1. Do Report Your Injury to Your Employer Immediately
The Illinois Workers' Compensation Act provides that an injured worker has 45 days to report an accident to his or her employer. In a typical case, such as slipping on oil or feeling a "pop" in your lower back while lifting, this is relatively straight forward. However, in a repetitive trauma claim - where the injury occurred over time rather than in a single incident, the courts look not to the date of injury, but rather the manifestation date - when the relationship between the work and the injury would be plainly apparent to a reasonable person. To be on the safe side, if you believe you have suffered a work-related injury, report it to your employer immediately.
2. Do Obtain Medical Treatment As Soon As Possible
Seeking medical treatment for a work-related injury can be crucial in proving your claim for benefits. The arbitrators and commissioners who may be called upon to determine if you have met your burden of proof will look at when you sought treatment. If you were injured while moving parts before Thanksgiving, but decide to "tough it out" until St. Patrick's Day, there is a good chance your claim will be viewed with suspicion. The implication is that there was an intervening accident - something that happened away from work, between the date of your injury and the date you sought treatment, that resulted in your need for medical treatment.
3. Do Explain Your Job Duties To Your Doctor
Because of the nature of workers' compensation, doctors are often involved. But doctors are often not concerned with the cause of the injury - their focus in on the best medical treatment available. But to meet your burden of proof it is often necessary for a physician to offer their opinion on the causation between the employment and the injury. Make this process easier on your doctor. Explain your job duties in detail and ensure every doctor you see understands how you were injured.
4. Do Understand Your Right of Medical Care
The Illinois Workers' Compensation Act provides that a worker injured on the job has the right to treat with their own doctor and the right to two choices of physicians, which in practice means two chains of referrals. For example, if you develop carpal tunnel syndrome from repeated use of vibratory tools, there is a good chance your family doctor will send you for tests (such as an EMG) and then refer you to a hand surgeon. This only counts as one chain of referral. You are entitled to two chains in this regard. But if you elect to seek further medical treatment on your own, without a referral, you may run the risk of exceeding your allowable choices under the Act. Your employer may not be responsible for paying for this treatment if you exceed your choices.

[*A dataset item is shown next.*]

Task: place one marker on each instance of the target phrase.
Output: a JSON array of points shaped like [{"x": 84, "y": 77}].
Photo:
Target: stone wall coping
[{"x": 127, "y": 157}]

5. Do Understand This is an Adversarial Process
Many injured workers' assume that they are automatically entitled to workers' compensation. The law in Illinois provides that an injured worker must prove by a preponderance of the credible evidence that their injury arose out of and in the course of their employment. In other words, the employee must establish that their injury occurred at work - the burden of proof is on the worker. The employer has no duty to prove that the injury did not happen at work. Employers and their insurance companies will defend claims vigorously.